Ford, which lost $12.6 billion last year, has hired Goldman Sachs Group Inc. and Morgan Stanley to prepare for the sale. The plan is known internally as 'Project Swift' a reference to the speed at which Ford wants to make a sale.
Selling the brands would end a 20-year initiative to expand sales of luxury autos by acquiring European companies. Since 1998, before Michigan-based Ford bought Land Rover and Volvo, the company's own Lincoln unit has plunged from No. 1 in US luxury sales to seventh.
The carmaker's North American automotive operations were the primary source of last year's record loss. The unit has been hurt by declining sales of pickup trucks and sport-utility vehicles, Ford's main source of profit.
Among the European luxury brands, Land Rover turned profitable under Ford. Jaguar has had unspecified losses.
The brands make up Premier Automotive Group, whose losses widened to $2.32 billion last year. The figure includes costs considered one-time expenses, such as job cuts.
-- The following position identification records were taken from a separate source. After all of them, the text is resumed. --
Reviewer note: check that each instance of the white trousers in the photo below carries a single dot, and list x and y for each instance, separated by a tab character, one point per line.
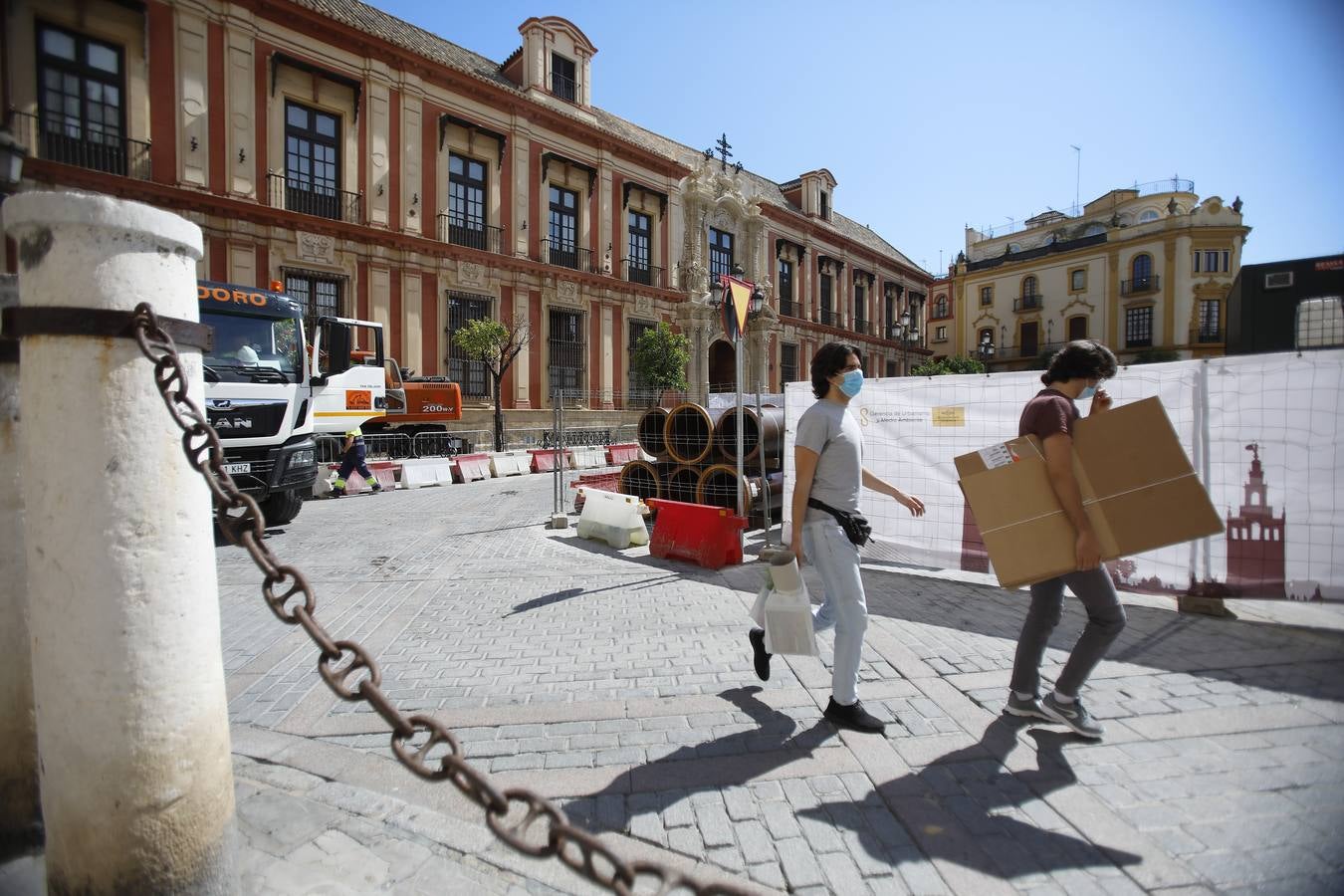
843	602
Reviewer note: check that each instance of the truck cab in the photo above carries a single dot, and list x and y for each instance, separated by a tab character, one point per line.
269	389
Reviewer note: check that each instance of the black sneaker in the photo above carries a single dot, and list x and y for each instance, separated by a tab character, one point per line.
853	718
1071	715
1028	708
760	656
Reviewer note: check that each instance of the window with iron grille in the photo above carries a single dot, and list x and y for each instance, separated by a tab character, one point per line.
563	81
566	344
785	287
471	375
80	101
787	362
319	293
563	233
1210	314
312	161
465	202
721	253
640	391
638	247
1139	327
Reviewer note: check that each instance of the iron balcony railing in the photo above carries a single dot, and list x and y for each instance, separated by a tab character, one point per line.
1206	336
471	234
1140	285
314	199
566	256
647	274
73	142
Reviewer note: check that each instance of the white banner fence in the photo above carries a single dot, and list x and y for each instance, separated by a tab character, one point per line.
1273	421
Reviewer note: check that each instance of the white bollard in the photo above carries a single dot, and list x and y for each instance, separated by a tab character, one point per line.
20	813
131	720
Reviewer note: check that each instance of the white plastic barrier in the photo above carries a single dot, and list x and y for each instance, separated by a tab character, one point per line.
430	470
587	457
510	464
611	518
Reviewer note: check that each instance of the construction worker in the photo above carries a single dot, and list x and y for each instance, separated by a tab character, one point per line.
352	460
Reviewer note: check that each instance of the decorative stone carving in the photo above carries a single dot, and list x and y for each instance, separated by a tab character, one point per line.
471	274
316	247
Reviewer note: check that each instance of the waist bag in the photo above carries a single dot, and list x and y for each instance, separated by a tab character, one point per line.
855	527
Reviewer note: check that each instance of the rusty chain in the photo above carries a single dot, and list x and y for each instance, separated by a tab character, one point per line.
522	818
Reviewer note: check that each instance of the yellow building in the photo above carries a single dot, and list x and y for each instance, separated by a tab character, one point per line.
1144	270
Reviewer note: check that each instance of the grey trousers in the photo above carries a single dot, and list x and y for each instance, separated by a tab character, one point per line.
1105	621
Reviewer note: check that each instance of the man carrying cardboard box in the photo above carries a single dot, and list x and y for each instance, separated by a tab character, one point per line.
1074	372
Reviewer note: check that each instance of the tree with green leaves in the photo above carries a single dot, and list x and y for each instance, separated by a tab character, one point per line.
955	364
498	344
660	360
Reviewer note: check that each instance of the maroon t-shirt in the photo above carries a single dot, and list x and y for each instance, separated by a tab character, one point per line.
1048	414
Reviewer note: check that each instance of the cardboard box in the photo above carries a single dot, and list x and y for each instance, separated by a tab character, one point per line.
1139	491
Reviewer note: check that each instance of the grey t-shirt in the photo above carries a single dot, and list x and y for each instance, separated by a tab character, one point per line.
829	430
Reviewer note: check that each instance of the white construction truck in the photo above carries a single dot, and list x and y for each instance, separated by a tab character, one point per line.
269	389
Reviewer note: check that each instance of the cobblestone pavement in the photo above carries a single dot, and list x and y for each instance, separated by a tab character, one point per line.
622	687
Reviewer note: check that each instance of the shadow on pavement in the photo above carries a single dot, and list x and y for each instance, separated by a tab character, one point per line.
948	807
1226	649
971	810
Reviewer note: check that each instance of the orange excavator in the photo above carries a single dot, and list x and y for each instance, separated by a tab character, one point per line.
415	403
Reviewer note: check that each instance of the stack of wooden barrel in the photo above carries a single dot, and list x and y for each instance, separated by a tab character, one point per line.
695	452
A Ford spokesman said the company would neither confirm nor deny speculation about a sale.
Ford, the world's third-largest automaker, hinted that the brands might be sold when it announced in August that it planned to find a buyer for UK-based Aston Martin. Since then executives have said Ford continues to evaluate its assets and has no current plans to sell any of the other European brands.
Jaguar employs about 10,000 staff at sites in Coventry, Birmingham, and Liverpool, while Land Rover employs about 9,000 in the West Midlands and Warwickshire. Unions have expressed concerns about job security.
"We would find it difficult to understand why Ford would want to sell a successful, growing and environmentally improving brand like Land Rover and a marque like Jaguar which is a significant player in the luxury market and one that Ford has invested heavily in," said Dave Osborne, T&G section of Unite national secretary for the car industry.
"There have been persistent rumours and speculation which we have pressed Jaguar/Land Rover to deal with as our prime concern is the job security of our members. We should not need the spectre of people like Alchemy, whose down-sizing reputation goes before them, to provide the answers we require."
There is also speculation about Ford's ownership of Volvo. Any sale is said to be unlikely to include Volvo, after Ford said last week it is not in discussions aimed at its disposal.